This Agreement is effective as of the date signed and will continue during the course of our work together.

My commitment to you: By agreeing to meet with you, I am committing to meeting at the time(s) we have agreed upon and providing a safe setting within which we can explore issues and difficulties and move towards change. I want the very best for you and will do everything I can to help you achieve your goals. I promise to support and encourage you while you do the work and celebrate with you as you reap the benefits of your efforts.  

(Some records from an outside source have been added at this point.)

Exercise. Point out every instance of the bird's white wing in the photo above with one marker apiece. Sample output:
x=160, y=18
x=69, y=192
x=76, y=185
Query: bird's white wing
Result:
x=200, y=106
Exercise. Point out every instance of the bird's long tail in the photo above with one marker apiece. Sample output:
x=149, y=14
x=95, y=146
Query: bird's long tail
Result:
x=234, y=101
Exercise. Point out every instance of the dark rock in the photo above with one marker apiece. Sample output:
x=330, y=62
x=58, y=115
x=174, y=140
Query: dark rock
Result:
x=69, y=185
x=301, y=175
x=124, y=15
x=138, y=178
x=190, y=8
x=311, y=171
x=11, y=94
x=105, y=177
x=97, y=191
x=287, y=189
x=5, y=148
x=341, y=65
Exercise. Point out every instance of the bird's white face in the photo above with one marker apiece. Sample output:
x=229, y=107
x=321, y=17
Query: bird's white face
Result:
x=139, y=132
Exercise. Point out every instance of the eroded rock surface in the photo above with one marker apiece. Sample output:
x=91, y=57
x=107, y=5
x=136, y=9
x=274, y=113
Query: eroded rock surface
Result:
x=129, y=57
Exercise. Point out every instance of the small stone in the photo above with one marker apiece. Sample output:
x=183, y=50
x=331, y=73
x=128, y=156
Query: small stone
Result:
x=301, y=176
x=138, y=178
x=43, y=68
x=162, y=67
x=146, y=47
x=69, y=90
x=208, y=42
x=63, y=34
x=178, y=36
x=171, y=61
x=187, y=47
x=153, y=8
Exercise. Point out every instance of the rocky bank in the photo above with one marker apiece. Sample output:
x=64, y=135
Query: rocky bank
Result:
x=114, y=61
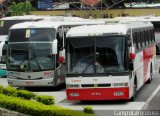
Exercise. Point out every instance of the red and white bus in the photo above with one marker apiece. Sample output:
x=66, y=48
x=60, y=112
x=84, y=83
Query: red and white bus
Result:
x=109, y=62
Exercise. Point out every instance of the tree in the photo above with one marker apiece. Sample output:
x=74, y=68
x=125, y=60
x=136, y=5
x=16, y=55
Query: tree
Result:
x=21, y=8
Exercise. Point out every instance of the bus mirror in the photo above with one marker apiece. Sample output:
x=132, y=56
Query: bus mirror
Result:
x=157, y=50
x=54, y=47
x=129, y=42
x=132, y=54
x=62, y=56
x=6, y=42
x=131, y=66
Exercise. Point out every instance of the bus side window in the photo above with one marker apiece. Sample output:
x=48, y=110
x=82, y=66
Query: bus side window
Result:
x=138, y=39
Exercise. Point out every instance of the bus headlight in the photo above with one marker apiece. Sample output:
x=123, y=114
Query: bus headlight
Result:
x=72, y=86
x=74, y=94
x=119, y=84
x=11, y=77
x=118, y=93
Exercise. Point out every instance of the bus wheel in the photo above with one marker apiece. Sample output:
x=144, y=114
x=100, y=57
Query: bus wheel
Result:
x=134, y=91
x=151, y=74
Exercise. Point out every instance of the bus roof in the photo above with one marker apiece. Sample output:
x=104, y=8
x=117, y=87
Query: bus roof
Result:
x=97, y=30
x=56, y=24
x=25, y=17
x=142, y=18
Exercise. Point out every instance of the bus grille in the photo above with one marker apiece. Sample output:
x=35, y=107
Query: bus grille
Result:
x=96, y=85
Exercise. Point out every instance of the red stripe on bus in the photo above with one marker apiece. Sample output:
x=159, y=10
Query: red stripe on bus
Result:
x=98, y=94
x=148, y=53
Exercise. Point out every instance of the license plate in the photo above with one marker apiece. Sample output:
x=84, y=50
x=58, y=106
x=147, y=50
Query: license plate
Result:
x=29, y=83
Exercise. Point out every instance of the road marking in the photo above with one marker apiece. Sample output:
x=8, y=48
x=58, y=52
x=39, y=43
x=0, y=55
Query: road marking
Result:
x=150, y=98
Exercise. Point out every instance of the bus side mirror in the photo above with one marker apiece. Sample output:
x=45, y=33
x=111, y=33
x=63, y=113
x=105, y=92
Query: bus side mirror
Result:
x=131, y=66
x=157, y=50
x=62, y=56
x=54, y=47
x=6, y=42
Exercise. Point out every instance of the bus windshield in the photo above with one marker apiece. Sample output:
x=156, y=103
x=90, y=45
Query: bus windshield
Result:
x=6, y=24
x=97, y=55
x=31, y=52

Certain situations including emergencies and crises are inappropriate for traditional family coaching services. If faced with a crisis or emergency, I strongly encourage participants to immediately call 911 or seek help from a mental health professional or health care facility. This includes but is not limited to: thoughts about hurting or killing either another person or yourself; hallucinating (seeing or hearing things others don't: having delusions (beliefs others may consider unrealistic); encountering a life-threatening or emergency situation of any kind; abusing or having an addiction to alcohol or drugs; suicidal thoughts or attempts (National Suicide Hotline Toll-Free Number: 1-800-784-2433).

Your commitment to you: In agreeing to participate in the 8-week coaching program with Dr. Cam, you are committing yourself to complete the full process. This includes joining all sessions at the agreed-upon time and optimizing the use of the time we have together. Being honest and objective; ready to work and receive feedback; intent and open to change; and willing to explore and challenge your thoughts, feelings, and actions that are self-defeating are essential to improving your mindset and relationships. Please inform me immediately when things are not working for you or make you uncomfortable so we can adapt.  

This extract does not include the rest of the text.